Vice-Foreign Minister Ma Zhaoxu said that all sides voiced a commitment to enhancing cooperation in jointly tackling the crisis.

The agreement made by G20 leaders to share information in a timely manner, guarantee medical supplies and provide assistance to developing countries, especially the least developed nations, has rallied global efforts to fight the pandemic, Ma said.

The overarching theme of the statement released after the summit showed that there is a keen awareness among leaders that, "We're in this together.

We need to get out of this together as well," said Wang Xiaolong, head of the Department for International Economic Affairs at the Ministry of Foreign Affairs.

A spirit of solidarity is what the world looks forward to from the G20 as a major platform for crisis management and economic cooperation on global governance, Wang said.

Cambridge Worldwide Associates Chairman Alan Barrell said President Xi Jinping's speech at the summit was inspiring-concise and succinct-and voiced a call for collective action at a time of great stress and peril for people worldwide.

As in all his recent speeches, Xi proposed knowledge sharing, transparency and a global mindset as the best way forward for the world and its citizens, Barrell said.

Making the point that "Major infectious diseases are the enemy of all", the Chinese top leader offered four creative and positive proposals to his fellow G20 leaders, he added.

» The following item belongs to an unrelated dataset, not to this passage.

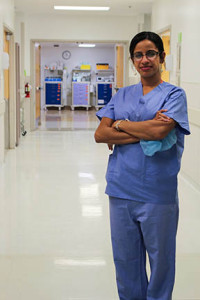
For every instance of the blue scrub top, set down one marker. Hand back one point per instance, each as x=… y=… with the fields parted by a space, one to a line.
x=131 y=174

Barrell said Xi concluded his speech with remarks which have been heard from him repeatedly in his continuous campaign to encourage the removal of barriers and the elimination of tariffs to enable the unfettered flow of trade.

A G20 resolve to agree to such a collective approach-reflected in a real G20 plan to be drawn up without delay-would make the prospect of possible rapid recovery from a world crisis more likely, he added.

Stephen Perry, chairman of Britain's 48 Group Club, said Xi has given practical meaning to his philosophy of a community of shared future by proposing four practical ways G20 nations can cooperate.

It is China's huge experience in managing natural disasters over 70 years that enables him to draw on that practical experience to provide such a list, he said.

The G20 summit as a whole sent the message that cooperation, rather than confrontation, is crucial to global well-being and progress, Tom Fowdy, a British political and international relations analyst, wrote in an article.

The summit as a whole affirms that countries must stand together while they are physically forced apart by the social distancing of the virus, Fowdy wrote, adding that transparency, coordination, research and aid must ultimately stand at the forefront of the agenda."This is the challenge of our time, it is the human race against a common threat, we must not fail," he added.